Previously, I talked about a mono-alphabetic cipher, and showed how it might be broken. How can we improve upon this?

The idea

We can use a poly-alphabetic cipher, where each letter is enciphered differently. This means that even if you have a good guess at part of a message, the rest is encoded differently.

Using the key ‘LEMON’, the phrase ‘MEET AT MIDNIGHT NEAR THE FOUNTAIN’ becomes ‘XIQHN EQURA TKTHA PEDHU PJAIA EEUB’

Notice that MEET becomes XIQH - the two Es are different. At the end, FOUNTAIN becomes JAIAEEUB - so one A represents O and the other N, one E represents T and the other A.

This makes it MUCH harder to work out what is going on.

How does it work?

Essentially, we line up the message with a repeating key, encoding it letter by letter using the repeating key

Vigenère Example - Image credit: me

In order to encode it letter by letter, we can use a lookup table like the one below. Find the message letter along the top, and the key letter along the side. This defines a row and column, and lets the encrypted letter be read off.

Enciphering with Vigenère

To undo this, we reverse the process, start with the key letter, look along until you get the enciphered letter, then go up to the first row to get the message letter.

You could also write some code to do this, here is a spreadsheet example written in numbers - the formula is in the third line. The numbers are about shifting the ascii code for the letter down to the 0 to 25 range, and then back again.

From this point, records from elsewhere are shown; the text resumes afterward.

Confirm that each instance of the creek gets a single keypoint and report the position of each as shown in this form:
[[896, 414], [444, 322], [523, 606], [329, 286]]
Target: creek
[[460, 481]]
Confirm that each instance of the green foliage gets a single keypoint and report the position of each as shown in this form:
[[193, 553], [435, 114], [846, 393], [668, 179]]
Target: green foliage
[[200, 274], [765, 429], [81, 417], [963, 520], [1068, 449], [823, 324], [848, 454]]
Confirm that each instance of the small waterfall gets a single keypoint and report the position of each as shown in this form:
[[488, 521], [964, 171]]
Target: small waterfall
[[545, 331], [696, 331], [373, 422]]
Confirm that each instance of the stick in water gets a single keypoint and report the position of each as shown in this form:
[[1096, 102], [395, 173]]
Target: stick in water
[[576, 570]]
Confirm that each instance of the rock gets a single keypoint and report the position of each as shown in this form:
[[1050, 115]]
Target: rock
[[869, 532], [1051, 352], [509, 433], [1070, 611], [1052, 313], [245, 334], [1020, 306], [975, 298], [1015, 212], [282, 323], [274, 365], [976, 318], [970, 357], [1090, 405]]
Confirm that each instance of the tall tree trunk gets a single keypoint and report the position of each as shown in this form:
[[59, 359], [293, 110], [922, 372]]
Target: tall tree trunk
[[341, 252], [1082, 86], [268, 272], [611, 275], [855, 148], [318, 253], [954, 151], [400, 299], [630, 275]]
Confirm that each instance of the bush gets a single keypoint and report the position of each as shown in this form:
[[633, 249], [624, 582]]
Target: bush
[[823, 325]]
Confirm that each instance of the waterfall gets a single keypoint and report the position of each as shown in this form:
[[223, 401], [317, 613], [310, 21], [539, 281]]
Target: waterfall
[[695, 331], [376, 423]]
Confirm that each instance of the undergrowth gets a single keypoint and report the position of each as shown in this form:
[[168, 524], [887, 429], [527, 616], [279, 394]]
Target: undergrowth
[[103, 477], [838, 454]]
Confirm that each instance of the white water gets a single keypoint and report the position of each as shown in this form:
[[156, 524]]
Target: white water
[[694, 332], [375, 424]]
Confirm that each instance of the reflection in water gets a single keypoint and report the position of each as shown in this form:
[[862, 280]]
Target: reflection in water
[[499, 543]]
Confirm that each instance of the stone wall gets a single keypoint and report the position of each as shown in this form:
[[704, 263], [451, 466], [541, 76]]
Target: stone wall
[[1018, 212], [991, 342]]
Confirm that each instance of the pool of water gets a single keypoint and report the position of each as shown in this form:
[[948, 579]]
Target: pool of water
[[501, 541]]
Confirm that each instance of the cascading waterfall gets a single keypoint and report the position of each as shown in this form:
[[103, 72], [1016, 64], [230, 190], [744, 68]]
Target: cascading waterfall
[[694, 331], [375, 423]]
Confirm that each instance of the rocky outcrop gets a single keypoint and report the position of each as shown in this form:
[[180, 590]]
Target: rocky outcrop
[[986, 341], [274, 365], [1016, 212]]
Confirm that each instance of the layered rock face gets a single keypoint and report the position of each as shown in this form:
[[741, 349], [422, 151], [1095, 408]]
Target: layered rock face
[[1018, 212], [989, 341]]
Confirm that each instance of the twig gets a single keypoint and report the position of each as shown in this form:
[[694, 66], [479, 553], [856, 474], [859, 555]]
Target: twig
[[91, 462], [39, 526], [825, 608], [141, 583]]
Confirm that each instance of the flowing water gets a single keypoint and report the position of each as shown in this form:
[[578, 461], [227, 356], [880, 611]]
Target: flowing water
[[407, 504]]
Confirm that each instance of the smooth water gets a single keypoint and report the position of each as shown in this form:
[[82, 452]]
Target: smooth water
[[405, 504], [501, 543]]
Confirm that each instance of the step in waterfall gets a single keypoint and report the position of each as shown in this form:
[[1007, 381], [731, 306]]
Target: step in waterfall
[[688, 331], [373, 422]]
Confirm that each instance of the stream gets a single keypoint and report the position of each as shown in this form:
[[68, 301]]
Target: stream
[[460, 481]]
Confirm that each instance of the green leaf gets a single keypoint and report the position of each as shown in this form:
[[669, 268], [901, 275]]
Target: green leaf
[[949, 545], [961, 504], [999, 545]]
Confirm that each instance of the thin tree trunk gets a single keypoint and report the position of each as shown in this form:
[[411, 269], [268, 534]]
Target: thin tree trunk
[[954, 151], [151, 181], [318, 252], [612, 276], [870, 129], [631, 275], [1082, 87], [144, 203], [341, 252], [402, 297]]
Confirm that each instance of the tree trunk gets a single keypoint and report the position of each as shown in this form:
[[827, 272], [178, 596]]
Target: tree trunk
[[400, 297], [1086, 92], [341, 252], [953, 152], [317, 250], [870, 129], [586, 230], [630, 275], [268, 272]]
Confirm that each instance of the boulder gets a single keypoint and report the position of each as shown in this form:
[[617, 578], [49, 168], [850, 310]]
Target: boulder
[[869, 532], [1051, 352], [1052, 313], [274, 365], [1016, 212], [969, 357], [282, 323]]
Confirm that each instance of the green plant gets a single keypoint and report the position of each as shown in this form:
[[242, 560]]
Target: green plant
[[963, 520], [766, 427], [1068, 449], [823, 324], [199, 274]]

Essentially, in cell A7, we get the ascii code for A5 and A6, add them and subtract 130 (twice 65, the ascii code for A). We them divide by 26 and find the remainder with the mod function. Thus we have a result that must be in the range 0 to 25. Adding 65 puts us back in the ascii range for capital letters, and we then convert back into text with char.

This formula in A7 is copied to the right.

Notes

A key like AAAAAA does nothing to the message, and indeed, any key with just one letter reverts to a Caesar shift.

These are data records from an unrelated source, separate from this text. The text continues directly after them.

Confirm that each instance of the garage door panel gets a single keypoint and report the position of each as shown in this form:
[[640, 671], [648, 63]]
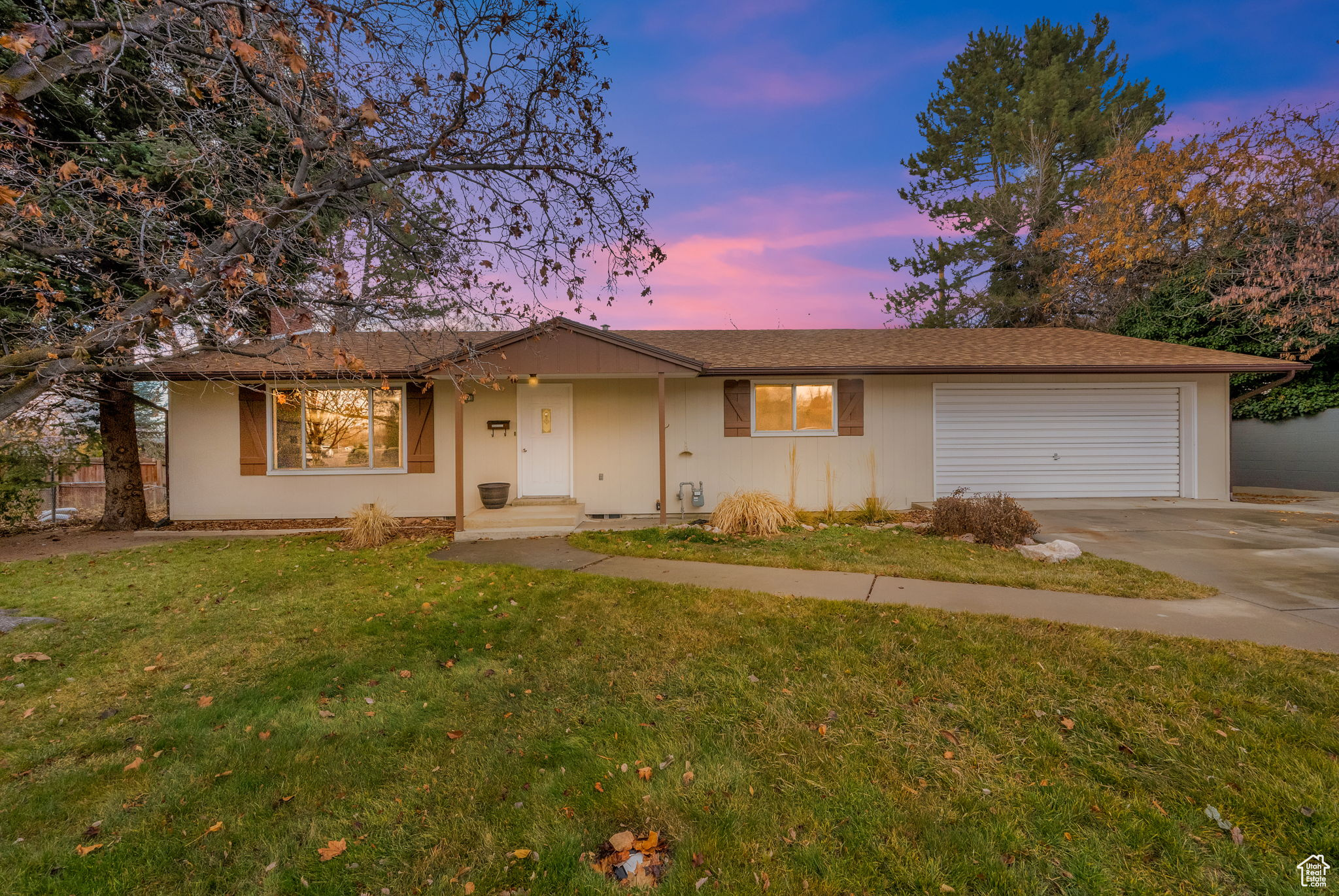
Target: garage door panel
[[1033, 441]]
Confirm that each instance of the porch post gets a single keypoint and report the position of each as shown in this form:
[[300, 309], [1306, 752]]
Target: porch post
[[460, 457], [660, 401]]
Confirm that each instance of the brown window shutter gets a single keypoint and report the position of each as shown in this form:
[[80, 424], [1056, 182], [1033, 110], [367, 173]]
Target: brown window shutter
[[251, 409], [851, 408], [418, 418], [738, 417]]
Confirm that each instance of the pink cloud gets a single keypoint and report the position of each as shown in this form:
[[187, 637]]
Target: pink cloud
[[797, 259], [717, 20], [1207, 116]]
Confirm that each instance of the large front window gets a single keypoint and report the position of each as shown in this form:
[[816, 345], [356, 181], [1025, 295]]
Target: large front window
[[794, 408], [337, 429]]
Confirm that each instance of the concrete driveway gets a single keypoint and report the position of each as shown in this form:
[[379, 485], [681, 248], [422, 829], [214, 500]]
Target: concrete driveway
[[1285, 559]]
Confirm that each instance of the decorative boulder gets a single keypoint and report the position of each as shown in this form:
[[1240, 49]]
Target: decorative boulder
[[1051, 551]]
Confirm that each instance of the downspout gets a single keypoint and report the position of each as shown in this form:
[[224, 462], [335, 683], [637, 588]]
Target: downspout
[[1263, 389]]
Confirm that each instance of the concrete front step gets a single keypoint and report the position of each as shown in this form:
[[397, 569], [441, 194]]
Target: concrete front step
[[518, 532], [526, 518]]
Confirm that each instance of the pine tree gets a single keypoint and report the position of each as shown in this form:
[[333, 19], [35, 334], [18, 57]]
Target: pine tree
[[1011, 136]]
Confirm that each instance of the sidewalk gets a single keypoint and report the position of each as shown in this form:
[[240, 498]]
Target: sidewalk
[[1215, 618]]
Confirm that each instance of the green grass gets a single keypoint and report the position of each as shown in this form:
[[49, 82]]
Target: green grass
[[557, 680], [898, 552]]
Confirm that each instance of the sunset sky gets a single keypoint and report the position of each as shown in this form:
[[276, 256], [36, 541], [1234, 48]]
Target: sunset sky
[[771, 130]]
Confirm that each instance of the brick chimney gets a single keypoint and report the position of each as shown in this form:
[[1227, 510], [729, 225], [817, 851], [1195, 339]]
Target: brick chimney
[[284, 322]]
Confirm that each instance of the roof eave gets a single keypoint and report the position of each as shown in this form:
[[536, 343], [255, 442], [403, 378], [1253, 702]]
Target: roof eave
[[1003, 369], [539, 330]]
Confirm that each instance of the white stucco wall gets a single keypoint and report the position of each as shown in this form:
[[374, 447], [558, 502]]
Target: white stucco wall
[[615, 436]]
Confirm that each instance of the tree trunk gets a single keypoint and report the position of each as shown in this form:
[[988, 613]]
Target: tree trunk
[[124, 504]]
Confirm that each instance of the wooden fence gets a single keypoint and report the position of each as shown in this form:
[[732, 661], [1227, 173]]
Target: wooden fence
[[85, 488]]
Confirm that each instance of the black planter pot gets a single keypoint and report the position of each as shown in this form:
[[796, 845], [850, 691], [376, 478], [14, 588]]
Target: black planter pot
[[493, 495]]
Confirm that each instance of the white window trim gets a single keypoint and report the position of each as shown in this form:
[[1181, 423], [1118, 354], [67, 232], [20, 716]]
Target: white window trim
[[753, 408], [269, 431]]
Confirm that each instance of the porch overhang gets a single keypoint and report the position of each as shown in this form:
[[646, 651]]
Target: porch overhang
[[562, 347]]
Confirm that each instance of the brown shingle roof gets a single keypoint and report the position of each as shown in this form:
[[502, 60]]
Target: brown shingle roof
[[754, 352], [1043, 348]]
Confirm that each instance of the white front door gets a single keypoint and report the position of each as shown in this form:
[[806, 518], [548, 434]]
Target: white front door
[[544, 439]]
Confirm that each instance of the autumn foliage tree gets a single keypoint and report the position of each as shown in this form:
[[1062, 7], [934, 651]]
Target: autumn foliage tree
[[467, 137], [1252, 212]]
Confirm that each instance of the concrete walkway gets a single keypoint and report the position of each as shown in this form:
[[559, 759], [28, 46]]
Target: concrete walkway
[[1216, 618]]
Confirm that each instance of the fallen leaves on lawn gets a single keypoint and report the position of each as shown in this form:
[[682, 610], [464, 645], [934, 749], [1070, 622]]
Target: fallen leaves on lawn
[[631, 860]]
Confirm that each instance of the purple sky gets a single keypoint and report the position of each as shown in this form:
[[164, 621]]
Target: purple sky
[[771, 130]]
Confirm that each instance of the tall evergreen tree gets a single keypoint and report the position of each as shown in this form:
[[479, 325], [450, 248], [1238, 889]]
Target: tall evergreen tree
[[1011, 134]]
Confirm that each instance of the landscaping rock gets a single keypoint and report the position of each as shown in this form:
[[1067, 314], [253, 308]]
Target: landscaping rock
[[8, 622], [1051, 551]]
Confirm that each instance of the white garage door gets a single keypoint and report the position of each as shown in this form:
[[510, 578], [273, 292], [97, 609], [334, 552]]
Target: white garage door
[[1046, 442]]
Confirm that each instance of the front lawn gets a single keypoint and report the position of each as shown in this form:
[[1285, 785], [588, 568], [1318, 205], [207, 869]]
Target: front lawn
[[898, 552], [216, 713]]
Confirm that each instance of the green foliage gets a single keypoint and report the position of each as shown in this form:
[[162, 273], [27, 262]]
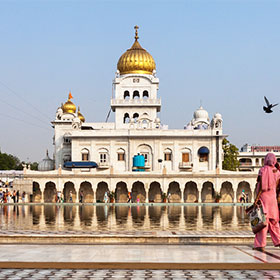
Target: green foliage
[[9, 162], [230, 156]]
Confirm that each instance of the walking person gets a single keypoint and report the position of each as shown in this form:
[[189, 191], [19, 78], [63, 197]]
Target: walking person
[[267, 182], [17, 196]]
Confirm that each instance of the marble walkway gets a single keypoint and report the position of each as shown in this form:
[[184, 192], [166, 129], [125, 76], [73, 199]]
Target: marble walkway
[[137, 257]]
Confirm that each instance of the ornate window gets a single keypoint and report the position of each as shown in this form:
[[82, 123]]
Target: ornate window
[[103, 156], [203, 154], [121, 155], [126, 95], [136, 94], [126, 118], [85, 154], [167, 155]]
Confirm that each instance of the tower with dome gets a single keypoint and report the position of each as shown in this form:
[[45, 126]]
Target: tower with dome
[[99, 157]]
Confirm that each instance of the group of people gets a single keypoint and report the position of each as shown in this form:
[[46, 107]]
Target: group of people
[[12, 196], [268, 194]]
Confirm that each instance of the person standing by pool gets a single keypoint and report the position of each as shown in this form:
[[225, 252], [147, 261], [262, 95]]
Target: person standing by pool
[[267, 182]]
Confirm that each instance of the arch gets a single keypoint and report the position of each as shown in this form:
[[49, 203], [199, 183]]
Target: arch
[[69, 192], [191, 215], [227, 194], [174, 193], [255, 190], [121, 213], [247, 189], [103, 155], [147, 152], [245, 162], [203, 153], [186, 155], [138, 192], [155, 213], [191, 192], [86, 214], [85, 154], [136, 94], [135, 117], [207, 193], [69, 214], [50, 214], [86, 192], [121, 154], [126, 118], [102, 187], [37, 193], [155, 192], [145, 94], [126, 94], [167, 154], [121, 192], [50, 192]]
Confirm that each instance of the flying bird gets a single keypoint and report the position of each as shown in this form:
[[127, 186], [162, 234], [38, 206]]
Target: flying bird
[[269, 106]]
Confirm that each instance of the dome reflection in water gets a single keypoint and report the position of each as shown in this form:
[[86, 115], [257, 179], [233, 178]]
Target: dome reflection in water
[[116, 218]]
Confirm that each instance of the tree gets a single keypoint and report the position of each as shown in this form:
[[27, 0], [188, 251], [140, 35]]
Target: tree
[[230, 156], [9, 162]]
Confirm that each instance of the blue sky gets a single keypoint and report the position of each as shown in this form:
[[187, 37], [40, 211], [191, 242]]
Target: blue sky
[[223, 53]]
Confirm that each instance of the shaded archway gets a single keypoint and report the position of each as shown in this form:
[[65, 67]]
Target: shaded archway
[[191, 192], [69, 214], [138, 192], [86, 214], [226, 192], [174, 193], [50, 192], [246, 187], [121, 192], [155, 192], [102, 187], [207, 193], [86, 192], [69, 187], [37, 194]]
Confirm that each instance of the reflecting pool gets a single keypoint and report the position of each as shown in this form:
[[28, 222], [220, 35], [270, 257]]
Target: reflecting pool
[[116, 218]]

Short keys are not much better than monoalphabets.

If you encode twice, with keys whose lengths are not co-prime is a waste of time. I.e a key with six letters and a key with twelve letters is just the same as a key with 12 letters.

However, a key with seven letters and a key with eleven letters does not repeat for 77 characters (it is not as strong as a 77 character key though, far from it).

Longer keys are more secure - and if the key is gibberish and as long as the message, you have a one-time-pad. This is totally unbreakable if you have a secure way to agree on a one time pad ahead of time, and you never re-use it.

If the key is shorter than the message, and part of the key is recovered, it might be possible to use the partially decrypted message to allow educated guesses to be made on other parts of the communication, and therefore work out what the key must have been.